Yes, that was my mistake. Either version
$$j^0=-\imath\left(\pi\phi-\phi^{\dagger}\pi^{\dagger}\right)$$
$$j^0=-\imath\left(\phi\pi-\pi^{\dagger}\phi^{\dagger}\right)$$
gives the desired result.

I also overlooked Greiner's expression eqn. (4.67) giving the charge in terms of normally ordered operators
$$\hat{Q} = \imath \int d^3x : \phi^{\dagger}\pi^{\dagger}-\pi\phi :$$
(I guess I should stop eyeing the girl from the condensed matter lab who sits next to me and focus more on the book)

simic4 said:
you can then verify that this IS a charge operator by considering a any definite particle state and noticing that it is an eigenstate of Q with eigenvalue of the form N-M (particles - antiparticles).
The second thing you should check is the Q and H commute.
Hm.
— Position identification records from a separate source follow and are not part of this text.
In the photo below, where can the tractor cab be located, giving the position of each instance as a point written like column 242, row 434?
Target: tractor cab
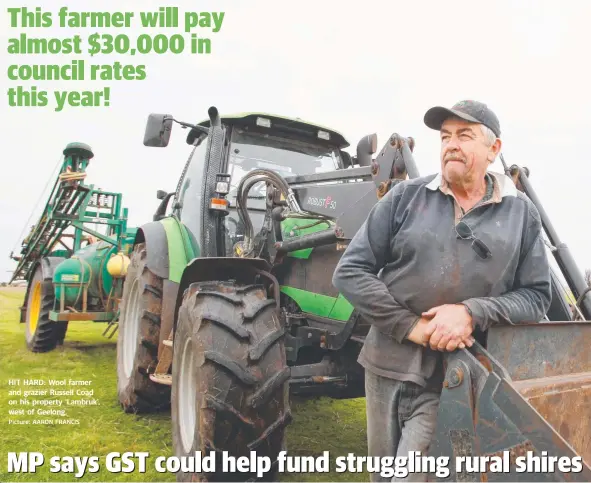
column 243, row 143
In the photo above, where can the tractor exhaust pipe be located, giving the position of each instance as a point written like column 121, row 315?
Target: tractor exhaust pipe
column 214, row 116
column 366, row 147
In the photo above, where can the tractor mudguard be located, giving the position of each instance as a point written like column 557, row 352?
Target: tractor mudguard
column 154, row 236
column 169, row 250
column 48, row 265
column 213, row 269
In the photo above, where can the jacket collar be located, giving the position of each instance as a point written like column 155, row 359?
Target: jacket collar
column 503, row 185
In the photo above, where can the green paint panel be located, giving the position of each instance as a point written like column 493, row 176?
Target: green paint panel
column 180, row 248
column 294, row 227
column 311, row 302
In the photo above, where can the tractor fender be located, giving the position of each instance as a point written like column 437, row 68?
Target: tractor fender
column 48, row 266
column 169, row 248
column 154, row 236
column 218, row 269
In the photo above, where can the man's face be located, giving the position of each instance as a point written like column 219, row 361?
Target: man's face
column 464, row 151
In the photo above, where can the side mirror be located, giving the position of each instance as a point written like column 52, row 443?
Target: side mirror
column 347, row 161
column 158, row 130
column 365, row 148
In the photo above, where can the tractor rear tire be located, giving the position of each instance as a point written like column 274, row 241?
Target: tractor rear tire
column 230, row 378
column 138, row 339
column 41, row 333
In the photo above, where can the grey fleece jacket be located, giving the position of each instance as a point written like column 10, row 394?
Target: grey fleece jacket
column 408, row 258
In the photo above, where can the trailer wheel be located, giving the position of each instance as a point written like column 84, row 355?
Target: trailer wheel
column 137, row 342
column 230, row 378
column 41, row 333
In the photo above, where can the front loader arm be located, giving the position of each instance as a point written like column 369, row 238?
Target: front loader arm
column 482, row 414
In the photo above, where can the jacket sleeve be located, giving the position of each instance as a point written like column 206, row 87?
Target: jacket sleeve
column 356, row 274
column 530, row 299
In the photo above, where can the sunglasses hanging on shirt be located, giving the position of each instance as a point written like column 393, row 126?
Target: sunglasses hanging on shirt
column 466, row 233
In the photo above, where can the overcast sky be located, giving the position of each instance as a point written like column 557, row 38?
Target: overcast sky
column 360, row 67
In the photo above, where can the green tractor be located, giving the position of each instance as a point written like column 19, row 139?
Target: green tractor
column 228, row 306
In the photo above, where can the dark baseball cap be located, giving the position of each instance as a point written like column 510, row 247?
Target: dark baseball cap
column 472, row 111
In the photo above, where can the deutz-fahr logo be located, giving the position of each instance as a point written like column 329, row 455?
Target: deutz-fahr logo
column 324, row 202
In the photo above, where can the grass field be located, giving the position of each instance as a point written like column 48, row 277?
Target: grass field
column 319, row 425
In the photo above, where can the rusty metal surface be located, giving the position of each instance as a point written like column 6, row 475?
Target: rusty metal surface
column 484, row 414
column 565, row 403
column 541, row 350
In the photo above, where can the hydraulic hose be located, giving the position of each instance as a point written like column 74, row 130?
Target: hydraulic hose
column 243, row 211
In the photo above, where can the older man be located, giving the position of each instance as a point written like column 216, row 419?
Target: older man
column 439, row 260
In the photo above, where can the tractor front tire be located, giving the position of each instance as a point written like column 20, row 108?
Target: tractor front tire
column 230, row 378
column 41, row 333
column 138, row 339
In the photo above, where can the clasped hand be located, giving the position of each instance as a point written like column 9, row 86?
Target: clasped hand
column 444, row 328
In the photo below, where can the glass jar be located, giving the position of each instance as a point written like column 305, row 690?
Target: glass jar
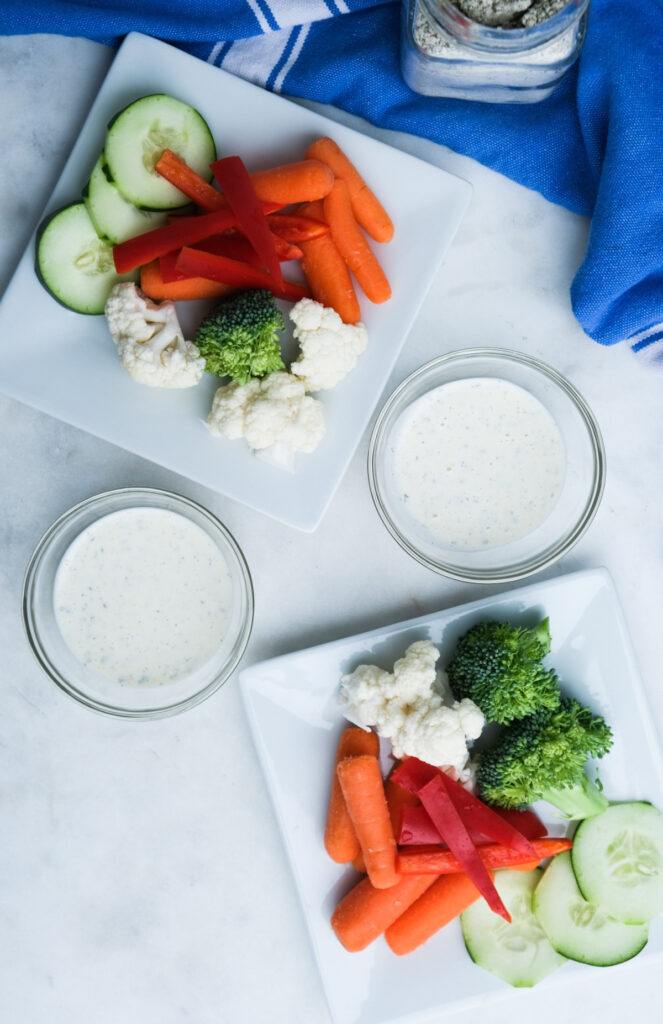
column 444, row 53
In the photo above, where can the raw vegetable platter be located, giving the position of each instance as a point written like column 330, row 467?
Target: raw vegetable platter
column 295, row 721
column 65, row 364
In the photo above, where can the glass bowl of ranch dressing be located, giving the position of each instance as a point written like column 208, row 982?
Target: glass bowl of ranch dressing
column 486, row 465
column 138, row 603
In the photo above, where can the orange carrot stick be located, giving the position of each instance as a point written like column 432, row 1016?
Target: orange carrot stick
column 450, row 895
column 368, row 210
column 359, row 863
column 397, row 799
column 366, row 911
column 424, row 860
column 362, row 785
column 353, row 245
column 340, row 840
column 326, row 271
column 153, row 285
column 299, row 182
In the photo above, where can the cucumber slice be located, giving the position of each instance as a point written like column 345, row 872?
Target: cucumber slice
column 520, row 952
column 115, row 219
column 580, row 930
column 73, row 263
column 617, row 858
column 137, row 136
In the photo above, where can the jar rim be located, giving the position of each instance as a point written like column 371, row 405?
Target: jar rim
column 447, row 16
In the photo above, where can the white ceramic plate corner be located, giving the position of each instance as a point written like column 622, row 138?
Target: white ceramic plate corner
column 61, row 363
column 295, row 723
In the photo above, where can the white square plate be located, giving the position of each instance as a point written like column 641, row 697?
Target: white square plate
column 295, row 724
column 65, row 364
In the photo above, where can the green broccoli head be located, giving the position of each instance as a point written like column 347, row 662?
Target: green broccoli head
column 239, row 338
column 543, row 757
column 498, row 666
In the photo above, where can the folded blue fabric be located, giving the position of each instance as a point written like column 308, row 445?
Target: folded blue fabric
column 593, row 146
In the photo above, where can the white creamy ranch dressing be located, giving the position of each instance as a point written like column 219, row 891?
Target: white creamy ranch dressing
column 142, row 596
column 480, row 462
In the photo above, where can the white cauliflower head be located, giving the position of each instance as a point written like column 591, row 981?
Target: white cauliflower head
column 329, row 348
column 275, row 415
column 362, row 694
column 149, row 340
column 407, row 708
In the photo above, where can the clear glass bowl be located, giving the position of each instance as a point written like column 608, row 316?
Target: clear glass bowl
column 93, row 689
column 581, row 491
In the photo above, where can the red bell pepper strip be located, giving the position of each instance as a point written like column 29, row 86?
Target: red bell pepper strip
column 449, row 823
column 432, row 860
column 233, row 245
column 237, row 246
column 475, row 815
column 236, row 183
column 232, row 271
column 484, row 818
column 182, row 231
column 173, row 169
column 295, row 227
column 416, row 828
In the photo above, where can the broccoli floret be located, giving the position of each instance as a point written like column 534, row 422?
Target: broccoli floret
column 543, row 757
column 239, row 338
column 498, row 666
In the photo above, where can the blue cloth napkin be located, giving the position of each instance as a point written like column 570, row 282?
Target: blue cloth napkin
column 594, row 146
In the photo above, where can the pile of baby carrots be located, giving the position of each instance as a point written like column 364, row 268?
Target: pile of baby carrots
column 242, row 235
column 426, row 846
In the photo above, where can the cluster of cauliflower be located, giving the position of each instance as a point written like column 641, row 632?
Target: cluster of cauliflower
column 275, row 414
column 149, row 340
column 409, row 707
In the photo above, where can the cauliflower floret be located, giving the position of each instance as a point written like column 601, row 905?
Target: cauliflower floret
column 226, row 418
column 362, row 694
column 408, row 708
column 471, row 719
column 275, row 415
column 415, row 672
column 329, row 348
column 149, row 340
The field Hamiltonian is also expressible in terms of $$N_a$$ and $$N_b$$, so H commutes with Q, so they have a common set of eigenstates, namely the particle number states.

simic4 said:
You also might want to check that Q generates the symmetry transformation that gave you the conserved quantity Q in the first place.
Okay, if $$\mid q \rangle$$ is an eigenstate of Q then $$e^{\imath\hat{Q}}\mid q \rangle=e^{\imath q}\mid q \rangle$$. Assuming a state can be expanded in terms of eigenstates of Q, we can generalize that statement accordingly, in which case $$e^{\imath q'}$$ is the global phase shift, and q' the total charge from all the contributing eigenstates (times some proportionality constant, I suppose). Is this correct?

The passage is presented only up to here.